Evaluation Methodology

Evaluation methodology is the discipline of measuring policies correctly — the harnesses, metrics, statistical practices, and protocols that turn a noisy stream of rollouts into a defensible claim about capability. It is distinct from benchmarks: benchmarks fix the tasks; methodology fixes how you measure over them.

From an engineering and deployment standpoint, this is where most reproducibility failures and overclaimed results live. Small evaluation samples, hidden seed selection, mismatched simulator builds, and offline metrics that do not predict online behaviour all combine to produce numbers that look strong on paper and collapse on hardware. Robust methodology is what makes go/no-go decisions, regression checks, and external comparisons trustworthy.
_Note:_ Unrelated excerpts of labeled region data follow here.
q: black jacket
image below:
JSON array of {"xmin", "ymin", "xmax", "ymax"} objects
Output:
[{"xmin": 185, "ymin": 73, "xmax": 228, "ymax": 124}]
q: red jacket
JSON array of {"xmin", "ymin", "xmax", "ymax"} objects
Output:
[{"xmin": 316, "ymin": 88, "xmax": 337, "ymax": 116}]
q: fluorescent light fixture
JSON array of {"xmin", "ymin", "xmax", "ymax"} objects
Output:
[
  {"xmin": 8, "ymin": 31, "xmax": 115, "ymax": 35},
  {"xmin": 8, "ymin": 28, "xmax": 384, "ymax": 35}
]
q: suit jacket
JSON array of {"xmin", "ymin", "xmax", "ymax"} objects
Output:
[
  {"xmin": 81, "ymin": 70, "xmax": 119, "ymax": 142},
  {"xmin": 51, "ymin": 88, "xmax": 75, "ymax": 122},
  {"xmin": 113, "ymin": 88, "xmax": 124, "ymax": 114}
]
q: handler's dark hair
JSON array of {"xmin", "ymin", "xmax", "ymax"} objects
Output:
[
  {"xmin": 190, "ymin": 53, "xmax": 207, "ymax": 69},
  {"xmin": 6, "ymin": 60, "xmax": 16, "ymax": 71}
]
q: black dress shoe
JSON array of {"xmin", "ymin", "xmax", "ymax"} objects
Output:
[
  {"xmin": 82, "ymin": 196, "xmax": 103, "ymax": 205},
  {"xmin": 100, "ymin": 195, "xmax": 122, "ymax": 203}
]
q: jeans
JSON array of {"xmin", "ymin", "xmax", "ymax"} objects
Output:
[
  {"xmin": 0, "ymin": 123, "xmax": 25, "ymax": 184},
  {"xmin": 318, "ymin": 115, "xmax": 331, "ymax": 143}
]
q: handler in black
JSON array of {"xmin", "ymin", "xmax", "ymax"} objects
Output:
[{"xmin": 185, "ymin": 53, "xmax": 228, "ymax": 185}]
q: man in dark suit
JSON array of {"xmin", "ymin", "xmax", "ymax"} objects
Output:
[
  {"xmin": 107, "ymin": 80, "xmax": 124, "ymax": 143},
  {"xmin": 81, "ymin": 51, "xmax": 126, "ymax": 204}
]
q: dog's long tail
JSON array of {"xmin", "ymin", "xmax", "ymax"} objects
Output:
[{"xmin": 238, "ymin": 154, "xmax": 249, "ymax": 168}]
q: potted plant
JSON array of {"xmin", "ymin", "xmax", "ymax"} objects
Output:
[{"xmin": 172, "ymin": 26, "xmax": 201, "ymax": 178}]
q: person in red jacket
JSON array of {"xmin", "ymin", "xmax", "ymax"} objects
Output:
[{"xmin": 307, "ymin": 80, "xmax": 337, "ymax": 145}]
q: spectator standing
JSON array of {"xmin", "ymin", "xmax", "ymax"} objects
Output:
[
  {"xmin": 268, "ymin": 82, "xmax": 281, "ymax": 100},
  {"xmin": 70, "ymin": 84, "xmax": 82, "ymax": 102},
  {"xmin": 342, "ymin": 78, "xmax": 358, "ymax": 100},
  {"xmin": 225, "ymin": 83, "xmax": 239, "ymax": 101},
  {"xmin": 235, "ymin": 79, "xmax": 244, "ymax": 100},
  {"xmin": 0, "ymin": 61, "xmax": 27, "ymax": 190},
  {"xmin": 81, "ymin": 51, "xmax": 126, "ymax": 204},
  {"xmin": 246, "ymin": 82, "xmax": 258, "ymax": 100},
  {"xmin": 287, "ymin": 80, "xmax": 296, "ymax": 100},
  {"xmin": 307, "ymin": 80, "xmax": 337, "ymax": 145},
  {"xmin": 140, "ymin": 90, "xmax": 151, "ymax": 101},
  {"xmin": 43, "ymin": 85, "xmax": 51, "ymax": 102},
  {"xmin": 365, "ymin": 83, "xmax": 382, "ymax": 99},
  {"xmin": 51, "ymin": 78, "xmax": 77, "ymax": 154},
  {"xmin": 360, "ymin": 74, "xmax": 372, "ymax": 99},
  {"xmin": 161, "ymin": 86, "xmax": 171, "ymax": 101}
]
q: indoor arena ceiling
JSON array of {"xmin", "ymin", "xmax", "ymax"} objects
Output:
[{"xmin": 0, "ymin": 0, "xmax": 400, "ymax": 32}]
When choosing tools here, prioritise statistical rigour (confidence intervals, seed counts, paired comparisons), sim-real correlation for anything you intend to deploy, and closed-loop evaluation over open-loop replay whenever the task involves control. Treat the evaluation harness as production code: version it, pin it, and require that any reported metric is reproducible from a single command.

Start here

Statistical Reliability of RL Evaluations (rliable) is the fastest way to upgrade your evaluation hygiene — confidence intervals, performance profiles, and aggregate metrics that hold up under low seed counts.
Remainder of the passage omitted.